Kunekunes don't root like other pigs. The short, up turned snouts that make them so adorable just can't manage it. They are true grazers, and won't mess up your pasture. Kunekunes grow much slower than other pigs. This is wonderful for several reasons: 1. You get to enjoy the super cute piglet stage for a long time. 2. They require much less feed on a daily basis than large pigs, and can get most of their nutrition from foods other than purchased grain. 3. If you are raising Kunekunes for butchering, you will find that the meat has much more flavor than fast growing pigs.

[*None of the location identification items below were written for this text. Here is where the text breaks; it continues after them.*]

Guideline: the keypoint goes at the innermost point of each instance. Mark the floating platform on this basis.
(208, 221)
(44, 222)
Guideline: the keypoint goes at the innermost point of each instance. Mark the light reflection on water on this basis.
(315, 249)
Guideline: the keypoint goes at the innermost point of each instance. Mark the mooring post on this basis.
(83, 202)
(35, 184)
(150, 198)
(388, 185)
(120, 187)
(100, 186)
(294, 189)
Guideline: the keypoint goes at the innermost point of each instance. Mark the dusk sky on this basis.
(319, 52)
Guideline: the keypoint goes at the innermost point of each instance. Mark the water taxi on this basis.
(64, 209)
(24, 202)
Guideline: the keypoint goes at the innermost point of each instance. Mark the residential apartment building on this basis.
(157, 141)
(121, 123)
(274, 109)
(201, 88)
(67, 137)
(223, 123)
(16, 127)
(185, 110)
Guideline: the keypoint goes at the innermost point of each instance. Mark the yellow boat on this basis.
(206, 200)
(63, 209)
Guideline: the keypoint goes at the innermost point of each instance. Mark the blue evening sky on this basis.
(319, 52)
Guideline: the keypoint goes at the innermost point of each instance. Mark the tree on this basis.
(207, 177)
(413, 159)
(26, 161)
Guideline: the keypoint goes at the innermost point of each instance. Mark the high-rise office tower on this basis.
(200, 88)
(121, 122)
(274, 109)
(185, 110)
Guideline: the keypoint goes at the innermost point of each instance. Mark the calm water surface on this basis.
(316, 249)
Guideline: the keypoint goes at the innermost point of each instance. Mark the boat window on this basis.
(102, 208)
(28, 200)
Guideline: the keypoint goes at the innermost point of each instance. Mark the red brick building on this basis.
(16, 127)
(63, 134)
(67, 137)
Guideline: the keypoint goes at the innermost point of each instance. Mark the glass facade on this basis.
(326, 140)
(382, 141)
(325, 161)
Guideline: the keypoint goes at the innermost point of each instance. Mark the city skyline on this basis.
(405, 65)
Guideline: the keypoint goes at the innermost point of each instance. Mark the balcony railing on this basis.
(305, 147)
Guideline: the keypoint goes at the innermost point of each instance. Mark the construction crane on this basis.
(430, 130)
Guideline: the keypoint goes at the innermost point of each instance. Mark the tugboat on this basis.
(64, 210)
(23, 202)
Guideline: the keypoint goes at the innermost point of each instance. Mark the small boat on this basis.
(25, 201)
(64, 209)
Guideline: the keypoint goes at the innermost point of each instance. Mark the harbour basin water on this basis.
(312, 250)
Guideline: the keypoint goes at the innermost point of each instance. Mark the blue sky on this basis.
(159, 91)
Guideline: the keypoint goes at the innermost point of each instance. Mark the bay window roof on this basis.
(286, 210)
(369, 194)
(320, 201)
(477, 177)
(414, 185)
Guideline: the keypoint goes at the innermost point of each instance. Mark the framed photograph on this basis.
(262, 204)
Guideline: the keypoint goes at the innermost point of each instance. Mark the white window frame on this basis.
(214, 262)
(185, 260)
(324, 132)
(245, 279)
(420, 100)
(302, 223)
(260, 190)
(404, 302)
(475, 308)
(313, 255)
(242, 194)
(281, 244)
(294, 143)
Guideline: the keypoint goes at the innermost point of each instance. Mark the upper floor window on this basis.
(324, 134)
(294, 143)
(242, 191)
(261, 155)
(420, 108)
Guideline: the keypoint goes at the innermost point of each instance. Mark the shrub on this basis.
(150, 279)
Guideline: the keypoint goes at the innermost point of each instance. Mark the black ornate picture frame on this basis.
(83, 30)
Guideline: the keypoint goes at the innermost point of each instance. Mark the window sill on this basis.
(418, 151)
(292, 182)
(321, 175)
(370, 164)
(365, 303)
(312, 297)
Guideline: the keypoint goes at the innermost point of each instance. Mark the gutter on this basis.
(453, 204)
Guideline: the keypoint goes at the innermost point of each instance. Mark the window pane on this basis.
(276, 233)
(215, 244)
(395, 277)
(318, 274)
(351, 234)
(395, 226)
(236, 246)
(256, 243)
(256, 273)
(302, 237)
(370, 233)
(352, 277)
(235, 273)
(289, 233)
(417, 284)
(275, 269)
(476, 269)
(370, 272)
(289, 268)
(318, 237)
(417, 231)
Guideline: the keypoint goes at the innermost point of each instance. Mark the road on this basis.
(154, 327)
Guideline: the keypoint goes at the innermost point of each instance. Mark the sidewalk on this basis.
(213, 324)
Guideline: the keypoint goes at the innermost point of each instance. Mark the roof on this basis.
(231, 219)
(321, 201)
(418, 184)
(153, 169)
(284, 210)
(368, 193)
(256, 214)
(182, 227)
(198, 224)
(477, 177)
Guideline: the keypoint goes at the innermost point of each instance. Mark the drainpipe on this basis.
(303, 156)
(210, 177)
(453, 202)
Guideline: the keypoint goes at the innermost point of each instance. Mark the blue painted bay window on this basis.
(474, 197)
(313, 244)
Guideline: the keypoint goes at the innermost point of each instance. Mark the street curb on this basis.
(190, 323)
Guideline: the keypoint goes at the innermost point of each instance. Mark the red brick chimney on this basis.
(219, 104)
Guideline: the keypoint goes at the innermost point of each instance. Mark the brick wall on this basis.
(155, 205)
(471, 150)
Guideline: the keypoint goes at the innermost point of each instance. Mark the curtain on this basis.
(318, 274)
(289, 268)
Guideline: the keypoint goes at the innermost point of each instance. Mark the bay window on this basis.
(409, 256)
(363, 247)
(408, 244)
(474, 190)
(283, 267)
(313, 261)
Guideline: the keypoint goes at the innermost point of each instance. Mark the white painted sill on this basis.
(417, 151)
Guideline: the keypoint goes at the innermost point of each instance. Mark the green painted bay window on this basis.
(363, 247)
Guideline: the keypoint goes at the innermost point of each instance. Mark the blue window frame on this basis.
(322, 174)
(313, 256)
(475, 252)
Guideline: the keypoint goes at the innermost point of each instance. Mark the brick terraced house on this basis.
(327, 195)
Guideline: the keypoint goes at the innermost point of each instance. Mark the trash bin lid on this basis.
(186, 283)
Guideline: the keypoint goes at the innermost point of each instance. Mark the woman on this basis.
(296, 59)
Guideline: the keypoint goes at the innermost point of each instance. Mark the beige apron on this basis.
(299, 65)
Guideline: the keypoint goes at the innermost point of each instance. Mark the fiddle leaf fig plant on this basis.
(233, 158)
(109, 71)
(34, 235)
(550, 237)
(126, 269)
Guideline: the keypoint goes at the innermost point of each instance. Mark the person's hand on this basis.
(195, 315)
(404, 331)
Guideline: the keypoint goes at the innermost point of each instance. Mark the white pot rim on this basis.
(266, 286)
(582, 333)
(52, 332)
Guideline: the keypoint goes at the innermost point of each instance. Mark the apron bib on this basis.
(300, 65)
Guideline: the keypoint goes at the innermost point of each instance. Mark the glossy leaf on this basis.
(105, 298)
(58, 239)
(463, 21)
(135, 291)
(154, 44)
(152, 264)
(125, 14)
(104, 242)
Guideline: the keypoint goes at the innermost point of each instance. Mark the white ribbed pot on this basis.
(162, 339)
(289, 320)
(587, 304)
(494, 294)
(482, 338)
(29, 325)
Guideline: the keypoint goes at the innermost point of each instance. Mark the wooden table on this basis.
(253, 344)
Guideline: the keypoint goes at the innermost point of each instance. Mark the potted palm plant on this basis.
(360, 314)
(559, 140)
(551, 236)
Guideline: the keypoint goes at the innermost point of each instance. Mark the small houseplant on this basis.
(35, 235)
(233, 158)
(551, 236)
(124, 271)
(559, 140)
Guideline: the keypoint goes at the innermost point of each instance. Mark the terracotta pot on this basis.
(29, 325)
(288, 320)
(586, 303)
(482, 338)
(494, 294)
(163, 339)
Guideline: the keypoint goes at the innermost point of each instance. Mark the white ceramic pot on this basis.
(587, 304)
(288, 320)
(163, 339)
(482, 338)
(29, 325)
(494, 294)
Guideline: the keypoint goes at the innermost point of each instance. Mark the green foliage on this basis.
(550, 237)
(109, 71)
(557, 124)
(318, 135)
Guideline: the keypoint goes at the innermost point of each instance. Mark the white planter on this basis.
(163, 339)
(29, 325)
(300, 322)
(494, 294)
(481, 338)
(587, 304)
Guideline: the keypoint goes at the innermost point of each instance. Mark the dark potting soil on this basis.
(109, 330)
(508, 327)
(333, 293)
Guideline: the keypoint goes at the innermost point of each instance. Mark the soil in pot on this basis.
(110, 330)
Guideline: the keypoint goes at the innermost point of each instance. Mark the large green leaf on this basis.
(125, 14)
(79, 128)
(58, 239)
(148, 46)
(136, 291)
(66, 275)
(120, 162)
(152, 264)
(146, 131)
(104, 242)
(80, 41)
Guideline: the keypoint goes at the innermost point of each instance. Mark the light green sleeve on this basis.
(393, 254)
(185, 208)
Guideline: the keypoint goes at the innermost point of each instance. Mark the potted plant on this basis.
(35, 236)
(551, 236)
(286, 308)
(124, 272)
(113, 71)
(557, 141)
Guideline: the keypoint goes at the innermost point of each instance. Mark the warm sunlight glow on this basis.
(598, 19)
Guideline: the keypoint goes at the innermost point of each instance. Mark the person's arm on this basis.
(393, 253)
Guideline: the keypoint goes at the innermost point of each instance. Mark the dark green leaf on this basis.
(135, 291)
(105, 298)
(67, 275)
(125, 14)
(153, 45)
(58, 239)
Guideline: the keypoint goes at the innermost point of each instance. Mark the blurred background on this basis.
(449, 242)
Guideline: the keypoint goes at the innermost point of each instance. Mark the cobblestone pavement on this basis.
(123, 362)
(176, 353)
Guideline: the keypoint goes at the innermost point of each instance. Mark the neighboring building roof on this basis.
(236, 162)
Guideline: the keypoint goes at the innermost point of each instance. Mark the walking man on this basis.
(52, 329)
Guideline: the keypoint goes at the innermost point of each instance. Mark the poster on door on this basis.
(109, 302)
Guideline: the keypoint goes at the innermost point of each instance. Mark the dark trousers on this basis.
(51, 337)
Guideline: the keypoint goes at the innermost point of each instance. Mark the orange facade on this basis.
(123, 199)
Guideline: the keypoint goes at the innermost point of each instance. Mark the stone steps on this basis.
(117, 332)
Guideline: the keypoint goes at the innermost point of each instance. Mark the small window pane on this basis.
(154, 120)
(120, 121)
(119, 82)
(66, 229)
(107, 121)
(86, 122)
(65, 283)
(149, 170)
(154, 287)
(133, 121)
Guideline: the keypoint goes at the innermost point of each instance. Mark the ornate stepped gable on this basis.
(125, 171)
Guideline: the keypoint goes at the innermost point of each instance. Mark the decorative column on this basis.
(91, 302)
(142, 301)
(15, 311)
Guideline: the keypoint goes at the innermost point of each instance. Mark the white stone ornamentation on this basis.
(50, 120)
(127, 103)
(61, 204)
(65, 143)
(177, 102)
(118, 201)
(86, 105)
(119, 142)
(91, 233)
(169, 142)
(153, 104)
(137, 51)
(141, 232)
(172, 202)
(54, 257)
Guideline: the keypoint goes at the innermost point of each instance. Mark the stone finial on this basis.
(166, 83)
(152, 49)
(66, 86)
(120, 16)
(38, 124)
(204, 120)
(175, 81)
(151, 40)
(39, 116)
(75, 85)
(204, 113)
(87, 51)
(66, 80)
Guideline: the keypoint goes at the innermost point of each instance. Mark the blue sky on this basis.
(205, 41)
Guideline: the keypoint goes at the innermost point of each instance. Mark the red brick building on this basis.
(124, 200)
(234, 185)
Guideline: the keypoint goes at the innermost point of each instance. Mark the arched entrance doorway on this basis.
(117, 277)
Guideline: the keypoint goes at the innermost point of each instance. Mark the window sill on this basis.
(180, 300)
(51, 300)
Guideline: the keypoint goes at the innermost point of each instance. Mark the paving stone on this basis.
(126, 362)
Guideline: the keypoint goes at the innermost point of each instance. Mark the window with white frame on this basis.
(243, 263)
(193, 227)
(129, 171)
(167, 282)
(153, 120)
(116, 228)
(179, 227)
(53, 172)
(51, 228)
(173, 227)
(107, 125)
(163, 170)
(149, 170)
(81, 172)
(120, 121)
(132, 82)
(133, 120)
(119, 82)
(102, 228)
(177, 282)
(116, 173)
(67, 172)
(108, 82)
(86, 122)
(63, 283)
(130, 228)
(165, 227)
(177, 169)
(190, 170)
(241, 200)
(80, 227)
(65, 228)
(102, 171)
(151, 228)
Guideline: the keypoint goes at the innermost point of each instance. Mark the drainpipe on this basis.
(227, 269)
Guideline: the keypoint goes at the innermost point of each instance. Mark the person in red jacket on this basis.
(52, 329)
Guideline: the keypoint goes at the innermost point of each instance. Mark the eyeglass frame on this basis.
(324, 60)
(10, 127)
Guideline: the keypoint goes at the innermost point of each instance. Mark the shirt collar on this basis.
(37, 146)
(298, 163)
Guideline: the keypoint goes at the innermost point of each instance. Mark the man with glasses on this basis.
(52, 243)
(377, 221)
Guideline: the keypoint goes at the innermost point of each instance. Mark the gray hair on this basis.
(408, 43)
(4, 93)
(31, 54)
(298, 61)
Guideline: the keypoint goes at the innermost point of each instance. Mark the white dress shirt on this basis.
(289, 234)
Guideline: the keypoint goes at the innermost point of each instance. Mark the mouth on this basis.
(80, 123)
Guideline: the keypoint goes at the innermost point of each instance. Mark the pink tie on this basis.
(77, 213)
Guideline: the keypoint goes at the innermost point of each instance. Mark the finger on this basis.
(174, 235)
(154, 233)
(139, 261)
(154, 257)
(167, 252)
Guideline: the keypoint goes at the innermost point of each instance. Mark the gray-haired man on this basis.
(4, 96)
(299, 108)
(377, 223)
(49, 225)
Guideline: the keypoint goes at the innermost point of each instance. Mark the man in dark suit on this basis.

Feeding: Kunekunes can make use of very many food sources. Pigs are naturally omnivores, so the sky is the limit. One thing to remember about Kunekunes is that they grow much, much slower than conventional pigs so they require much less feed. You cannot feed Kunekunes free choice pig pellets or other grain. They will get seriously obese and unhealthy. Most Kunekunes are raised on primarily pasture. You can confine Kunekunes if you don't have any pasture, but you must watch their diet so they do not get obese. Kunekunes will eat good quality, green, leafy hay, alfalfa pellets, garden waste scraps, leftover Halloween pumpkins, whatever. Just be sure that, if they don't have grass, they have plenty of lower calorie produce along with a little grain, if you must feed them grain. We raise turnips and sweet potatoes to feed our pigs in the winter, and they also make use of acorns and excess fruit from our orchard. We also grow fodder for them in our basement in the winter.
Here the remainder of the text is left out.